Der Akone war darauf gefasst gewesen, dass die Terraner und die Arkoniden sich diesmal als betont zurückhaltend präsentieren würden, aber er hatte fest damit gerechnet, dass zumindest zwischen den Vertretern der kleineren Delegationen zahlreiche inoffizielle Gespräche in den Freizeiträumen stattfanden.

Die Terraner und die Arkoniden waren diejenigen, die auf eine Entscheidung drängten. Sie verlangten eine Vollversammlung – so schnell wie möglich.

Auf dieser Vollversammlung sollten Sanktionen gegen die Linguiden beschlossen werden.

Zuvor waren jedoch ein paar Fragen zu klären.

Zum Beispiel:

Hatten sich die linguidischen Friedensstifter tatsächlich aufrührerischer Umtriebe schuldig gemacht, wie die Terraner und die Arkoniden behaupteten? Hatten sie die galaktische Ordnung gefährdet? Und wenn ja: Was konnte man dagegen tun?
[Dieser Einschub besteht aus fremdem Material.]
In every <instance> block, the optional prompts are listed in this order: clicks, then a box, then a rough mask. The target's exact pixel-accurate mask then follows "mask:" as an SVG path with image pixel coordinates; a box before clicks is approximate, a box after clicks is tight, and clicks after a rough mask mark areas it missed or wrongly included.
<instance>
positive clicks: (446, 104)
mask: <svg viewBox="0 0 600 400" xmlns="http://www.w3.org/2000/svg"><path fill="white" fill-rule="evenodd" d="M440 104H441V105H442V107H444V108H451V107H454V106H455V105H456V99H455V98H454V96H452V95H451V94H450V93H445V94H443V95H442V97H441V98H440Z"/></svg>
Konnte man überhaupt etwas tun?

Immerhin gehörten die Linguiden nicht zum Galaktikum. Sie unterhielten nicht einmal eine Botschaft auf Lokvorth, geschweige denn im Humanidrom. Konnte man sie unter diesen Umständen dazu zwingen, sich an die Spielregeln des Galaktikums zu halten?

Wobei man diese Frage nach Tamosh Undas Meinung noch ganz anders stellen musste:

Konnte man die Linguiden – speziell die linguidischen Friedensstifter – überhaupt zu irgendetwas zwingen?

Wenn man es versuchte, drehten sie einem das Wort nicht erst im Mund, sondern schon im Gehirn um.

Wie sollte man da mit ihnen reden?

Am besten per Funk, dachte Tamosh Unda sarkastisch, denn es war allgemein bekannt, dass die speziellen Fähigkeiten der Linguiden nur im persönlichen Gespräch zum Tragen kamen. Die Frage ist nur, ob sie sich darauf einlassen werden.

»Bring mich zum Büro des Galaktischen Rates von Akon!«, befahl er.

 

*

 

Der offizielle Vertreter des akonischen Volkes im Galaktischen Rat war zurzeit nicht ansprechbar.

Diese Auskunft kam für Tamosh Unda nicht sonderlich überraschend, auch wenn er sich bis zuletzt die stille Hoffnung bewahrt hatte, dass man ihn als einen der persönlich Beauftragten des großen Homer G. Adams etwas zuvorkommender behandeln würde.

Zähneknirschend gab er sich mit einem untergeordneten Mitglied der akonischen Delegation zufrieden.

Dieses untergeordnete Mitglied hieß Sonag von Sanui.

Sonag von Sanui war ein Schwätzer und ein Blender. Seine Arroganz stand im umgekehrten Verhältnis zu seiner fachlichen Kompetenz. Er ließ sich durch seine Unwissenheit jedoch niemals daran hindern, sich freimütig zu jedem nur denkbaren Thema zu äußern.

Da Sonag von Sanui sich selbst für sehr intelligent, humorvoll und witzig hielt, waren seine Vorträge meist von so peinlicher Art, dass Tamosh Unda zusammenzuckte und sich demonstrativ zur Seite wandte, sobald Sonag von Sanui in Anwesenheit Außenstehender auch nur den Mund aufmachte.

Was die Linguiden betraf, so wusste dieser Akone über sie die erstaunlichsten Dinge zu berichten; zum Beispiel, dass sie Vegetarier seien, grundsätzlich barfuß gingen und Sonnenuhren benutzten. Mit geradezu bestürzender Unbefangenheit gab Sonag von Sanui eine Probe dessen, was er für linguidische Sprachtechnik hielt.

Bei alldem sprach der Akone grundsätzlich mit lauter, weithin schallender Stimme. Er schien der leisen Töne grundsätzlich nicht mächtig zu sein.

Und dies nicht nur in akustischer Beziehung.